TANCRÈDE RAOUL DE CRÉQUY.

PRINCE DE MONTLAUR.


Mon cher enfant, c'est à vous que je destine et que j'ai légué tous les papiers qui se trouveront chez moi, après moi, et qui finiront, si je continue d'écrire ainsi que je l'ai fait jà présent, par former plusieurs volumes de mémoires.

Vous les publierez si vous le voulez, et ceci me paraît sans inconvéniens, parce que je suis bien assurée de n'avoir dit que la vérité, et que la vérité me parît toujours bonnes à faire connaître. Vous êtes le dernier de votre maison, mon Enfant; ainsi vous êtes un enfant doublement précieux pour nous. Votre père est continuellement occupé de son regiment, de ses gouvernements et de ses devoirs de grand officier de Madame. Mme votre mère est dans un état de santé déplorable, qu'il est à craindre qu'elle ne puisse travailler à votre instruction avec autant de suite et d'utilité qu'elle voudrait sûrement pouvoir le faire, et que je l'aurais désiré pour vous. Je suis déjà bien vieille, et je ne me porte pas beaucoup mieux que ma belle-fille ; ainsi pourrai-je vous manquer d'un moment à l'autre, et c'est pourquoi j'ai voulu vous faire profiter de mon expérience du monde en rédigeant et réunissant pour vous quelques observations sur les choses et les personnes de mon temps ; ce que j'ai fait équitablement et conscieusement, restez-en bien assuré.

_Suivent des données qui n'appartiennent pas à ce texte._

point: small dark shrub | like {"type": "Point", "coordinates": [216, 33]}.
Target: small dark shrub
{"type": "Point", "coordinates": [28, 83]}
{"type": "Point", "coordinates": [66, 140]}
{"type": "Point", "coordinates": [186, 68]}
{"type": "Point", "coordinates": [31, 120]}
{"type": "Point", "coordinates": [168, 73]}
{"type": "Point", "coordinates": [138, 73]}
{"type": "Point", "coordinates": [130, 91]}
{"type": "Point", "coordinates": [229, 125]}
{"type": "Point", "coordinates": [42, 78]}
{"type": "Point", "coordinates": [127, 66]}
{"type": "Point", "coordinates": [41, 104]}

Je crois inutile de vous recommander la fidélité pour le Roi ; c'est une obligation dont vous aurez le sentiment et que vous aurez dans le sang, pour ainsi dire, mais ce que je vous recommande, c'est la soumission pour vos souverains ; car alors vous ne courrez aucun risque de leur avoir manqué de fidélité ; ce qui pourrait arriver, sans cela, dans les troubles politiques qui sont à prévoir, et où je crains, malheureusement, que vous soyez appelé à figurer. Je vous recommande le respect envers les Princes du Sang Royal, à moins pourtant que leur conduite ne soit coupable et scandaleuse ; car alors c'est principalement à la Haute Noblesse qu'il appartient de leur infliger la punition du mépris qu'ils ont mérité.

Ce que je vous recommande par-dessus toute autre chose, mon cher petit-fils, c'est de vous maintenir inébranlablement dans la foi chrétienne et catholique. Soyez assuré que tous les incrédules ne sont que des ignorans, et que tous les impies sont des gens vicieux. On a toujours une mauvaise raison pour ne pas croire à la religion catholique, ce qu'il ne faut pas confondre avec le tor de ne pas la pratiquer exactement. S'il arrivait que les préoccupations du jeune âge ou l'enivrement des passions vous éloignassent des pratiques religieuses, ne laissez pas le philosophisme vous aveugler, fermez-lui l'entrée de votre âme ; ne laissez pas s'introduire un filou dans le sanctuaire de votre conscience, dans le trésor de votre foi, de votre jugement et de votre raison, à la faveur des ténèbres et pendant un moment de trouble.....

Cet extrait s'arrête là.